I’ve always enjoyed basketball; both playing it and watching it. There are many players in the NBA, but very few of them ever end up becoming great. Not many people can be like Michael Jordan or Bill Russell.

Average Rating

At the same time, the average player in the NBA cannot be horrible either because they are the cream of the crop in the basketball world. So I took a data set compiled of every player from the past 2 decade along with their stats to figure out how well does the average NBA player perform.

I took the net rating of all players starting from the 1996-1997 season until 2019-2020 and got an average net rating of -2. A net rating is determined by your offensive rating minus your defensive rating based on the number of possessions(usually out of 100). What this translates to is that the average player in the league would cost them about 2 points.

I originally wanted to predict which teams are going to make it to playoffs as well as who is more likely going to win the entire series. This however required more data that I can get my hands on. There are just way too many factors at play to predict those. So I decided to focus more on the net rating of players. With a minimum requirement of a net rating of 1 to be considered “Good”, I trained a model to predict if a player is going to be good or not. Using Eli5; I narrowed down which features plays how big of a role in determining which players are considered “Good”.

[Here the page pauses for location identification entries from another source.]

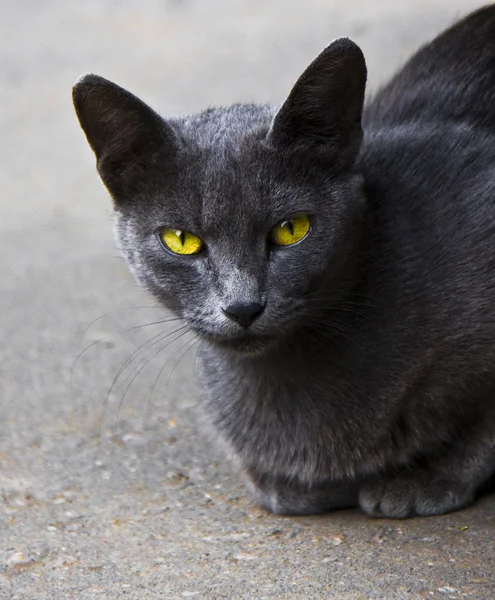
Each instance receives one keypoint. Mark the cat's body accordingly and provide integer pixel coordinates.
(369, 375)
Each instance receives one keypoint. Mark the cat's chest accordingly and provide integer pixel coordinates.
(305, 422)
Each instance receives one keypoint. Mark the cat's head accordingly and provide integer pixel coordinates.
(235, 217)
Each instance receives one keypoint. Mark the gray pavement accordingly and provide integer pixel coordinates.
(131, 497)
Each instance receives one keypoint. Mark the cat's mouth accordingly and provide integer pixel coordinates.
(248, 344)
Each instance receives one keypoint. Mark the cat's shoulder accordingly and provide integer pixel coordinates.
(450, 79)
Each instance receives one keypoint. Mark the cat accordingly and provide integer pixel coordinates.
(338, 261)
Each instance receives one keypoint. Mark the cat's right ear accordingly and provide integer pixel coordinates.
(126, 135)
(322, 115)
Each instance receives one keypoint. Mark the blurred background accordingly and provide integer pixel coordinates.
(79, 458)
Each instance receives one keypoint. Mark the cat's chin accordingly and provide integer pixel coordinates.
(248, 346)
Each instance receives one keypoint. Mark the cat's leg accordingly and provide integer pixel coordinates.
(283, 497)
(443, 484)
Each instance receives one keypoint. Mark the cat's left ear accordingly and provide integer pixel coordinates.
(322, 115)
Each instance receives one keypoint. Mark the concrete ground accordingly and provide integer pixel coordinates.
(129, 496)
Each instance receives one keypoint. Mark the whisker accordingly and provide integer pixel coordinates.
(150, 397)
(110, 335)
(142, 348)
(146, 362)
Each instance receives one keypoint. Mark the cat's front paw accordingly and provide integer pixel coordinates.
(287, 498)
(413, 494)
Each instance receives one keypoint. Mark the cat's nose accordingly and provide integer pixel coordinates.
(244, 314)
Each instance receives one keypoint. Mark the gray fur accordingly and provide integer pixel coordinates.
(369, 377)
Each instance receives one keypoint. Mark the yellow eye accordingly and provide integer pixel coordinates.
(291, 230)
(181, 242)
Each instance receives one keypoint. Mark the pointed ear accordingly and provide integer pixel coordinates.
(125, 134)
(322, 114)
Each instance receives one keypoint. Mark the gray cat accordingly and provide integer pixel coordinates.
(338, 263)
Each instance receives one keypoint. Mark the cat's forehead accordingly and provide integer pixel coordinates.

“ts_pct” is true shooting percentage which measures a players efficiency at shooting the ball.

Feature Importance

This was by far the most important feature in my model as it basically evaluates how likely the player is going to convert a possession into a basket.

According to my model; as a player’s true shooting percentage goes up so does their net rating. I then use the second most important feature in tandem with the true shot percentage to see at the very least the correlation between these two features and the influence they have over a player’s net rating.

Clearly the more games you play the more opportunity you would have in increasing your true shooting percentage. At the same time though; the opposite can happen where you consistently play bad games so your true shooting percentage drops. There are other factors at play as well.

ROC_AUC Score

I had a ROC_AUC score of .76 which isn’t the greatest score to have but at the same time its not terrible. At the very least; it was way better than the .695 I got from the random tree classifier model. It is within an acceptable margin; and my model is very flexible in the sense that it is meant to determine if a player overall is going to have a minimum net rating of 1. With some more fine tuning you can apply this model to draft picks based on stats certain potential prospects have displayed as well as calculating the overall net rating of a team to determine which team has the highest chance of making/winning the playoffs.

Dataset Link(https://www.kaggle.com/justinas/nba-players-data)